FUZEON is the only drug candidate for which we have obtained FDA approval. We anticipate that for the foreseeable future, our ability to generate revenues and profits, if any, will depend entirely on the success of FUZEON.

FUZEON is delivered via a twice daily dosing by injection under the skin. All of the other currently approved drug treatments for HIV are delivered orally. Patients and physicians often do not readily accept daily injections of an anti-HIV drug treatment, which limits FUZEON’s acceptance in the market compared to competing drugs. Moreover, because peptides are expensive to manufacture, the price of FUZEON is higher than the prices of other currently approved anti-HIV drug treatments. The wholesale acquisition cost of one year’s supply of FUZEON in the U.S. is approximately $32,200. This price is significantly higher than any of the other approved anti-HIV drugs. Furthermore, the indication approved by the FDA is for the use of FUZEON in combination with other anti-HIV drugs and is more restrictive than the indication for other approved anti-HIV drugs. Physicians may not readily prescribe FUZEON due to cost-benefit considerations when compared with other anti-HIV drug treatments. Higher prices could also limit reimbursement coverage for FUZEON from third-party payors, such as private or government insurance programs. If Roche is unable to obtain and maintain reimbursement from a significant number of third-party payors, it would have a material adverse effect on our business, financial condition, and results of operations.

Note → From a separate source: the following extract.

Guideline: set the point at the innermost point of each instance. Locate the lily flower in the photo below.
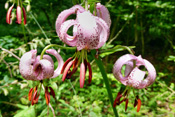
(32, 68)
(90, 31)
(18, 15)
(133, 76)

Future events could substantially decrease our royalty payments from Roche for sales of FUZEON.

Pursuant to the Roche License Agreement, if Roche determines in good faith that it must make payments under patent rights or know-how controlled by a third party that are necessary for the sale of FUZEON, it may reduce the royalties paid to us by 50% of the amount paid to such third party.

We cannot prevent the issuance or granting of valid third-party intellectual property rights in any jurisdiction or sales of third-party products that contain T-20. If such intellectual property rights emerge and Roche incurs payment obligations with respect to those rights, or a third party achieves significant market penetration with a product containing T-20, our business will suffer as royalty rates paid by Roche to us for sales of FUZEON could be substantially reduced.

If Roche or other third-party manufacturers cannot manufacture sufficient amounts of FUZEON, our financial condition and results of operations will be materially and adversely affected.

Peptide-based therapeutics are made from long chains of molecular building blocks called amino acids. FUZEON is a large peptide composed of a precise 36-amino acid sequence. Large peptides are difficult and expensive to manufacture because the process of creating commercial quantities of a large peptide is lengthy and complicated. The process: third-party manufacturers currently use to manufacture FUZEON bulk drug substance requires approximately five months to complete and is extremely complicated, requiring over 100 separate, precisely controlled chemical reactions. As a result of this complex manufacturing process, third-party manufacturers may encounter unexpected difficulties or expense in manufacturing FUZEON in the future.

Roche, or other third-party manufacturers, may not perform as agreed or may not remain in the contract manufacturing business for the time required to successfully produce and market FUZEON. The number of third-party manufacturers with the expertise and facilities to manufacture FUZEON bulk drug substance on a commercial scale is extremely limited. In addition, only a limited number of third-party manufacturers have the capability to produce a finished drug product on a commercial scale through a process involving lyophilization.

If Roche, or other third-party manufacturers, fails to produce the required commercial quantities of FUZEON bulk drug substance or finished drug product and we fail to promptly find one or more replacement manufacturers or develop its own manufacturing capabilities, our business and results of operations would suffer.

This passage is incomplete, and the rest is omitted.